Peering through the towering stalks, Eku was reminded of the giant bamboo at the edge of the Mantel homeland and felt as though he were in a miniature forest.
No!—an ordinary forest.
And he was a giant!
Vision adjusted to the low light, Eku moved in a slight crouch, using the ula-konto to push aside spider webs.
Paused when spotting fat snails migrating up the stalks.
Keeping in giant mode, he imagined the snails were climbing bush pigs, made his fingers like the beak of a raptor and snatched the biggest to stuff into the satchel tied tightly against the small of his back.
Continued the hunt of a giant.
Eku was exhilarated—and a bit intimidated!
His tribemates were all around; yet, here he was, amazingly separate.
Alone.
Tiuti taught Eku that his body was small, but his mind was not.
Using his eyes, ears and nose, Eku allowed the world to come to him, his mind creating a multi-dimensional image of what was around him.
Staying slightly hunched, he held his ula-konto in his right hand against the thigh, a strong grip used for stabbing.
There was no chance of making a throw in such density.
Desperately hoping another aspiring hunter would spook a water rat or even a mongoose into his path.
In his giant mind, he could pretend it was a charging lion!
Eku moved deeper into the papyrus, stalks smaller, growing closer, making passage more difficult.
There was little sound other than a splurt from a step or a gurgle from the nearby river.
Eku used the ula-konto to poke at a lump in the low light to be sure it was not the tail of a juvenile wenya … a rotted stick wasn't a snake.
Water suddenly up to his ankles, Eku peered through columns of shoots, ears deciphering plant rustlings from water sounds.
Finally, a patch of light identified the location he had singled out from shore.
Eku gripped his ula-konto in both hands, ready to thrust.
Leaned his shoulder to push through stalks crawling with dark beetles with red dots and saw a trail of stained leaflets indicating a bird’s defecation.

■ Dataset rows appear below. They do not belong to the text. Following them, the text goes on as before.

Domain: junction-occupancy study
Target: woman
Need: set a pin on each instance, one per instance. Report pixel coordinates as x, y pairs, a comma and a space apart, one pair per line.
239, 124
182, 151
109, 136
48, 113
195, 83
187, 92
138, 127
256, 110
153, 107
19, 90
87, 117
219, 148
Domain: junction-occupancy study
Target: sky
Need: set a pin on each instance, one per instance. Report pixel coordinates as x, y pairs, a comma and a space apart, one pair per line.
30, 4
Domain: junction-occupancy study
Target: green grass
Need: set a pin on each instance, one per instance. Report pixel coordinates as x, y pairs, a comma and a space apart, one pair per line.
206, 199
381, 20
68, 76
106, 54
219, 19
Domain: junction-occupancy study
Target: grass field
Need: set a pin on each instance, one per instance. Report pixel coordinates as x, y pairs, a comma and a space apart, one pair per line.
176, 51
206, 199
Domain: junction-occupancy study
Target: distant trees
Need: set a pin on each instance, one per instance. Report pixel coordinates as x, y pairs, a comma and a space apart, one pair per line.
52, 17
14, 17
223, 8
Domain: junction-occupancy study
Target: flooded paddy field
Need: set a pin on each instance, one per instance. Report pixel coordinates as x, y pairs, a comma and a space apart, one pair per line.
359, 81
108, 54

Squeezed a step closer and … alas, the broken stems he spotted from the higher ground were not fresh.
Whatever roosted here was long gone.
Disappointed, Eku spotted crabs huddled in the pool of water below the opening and finished loading his satchel before reluctantly winding his way back through the papyrus.
Dokuk was the winner of the day, choosing his section wisely, filling his satchel with crabs and managing to spear a water rat.
Strong Tuve retrieved a pair of giant frogs with fat legs.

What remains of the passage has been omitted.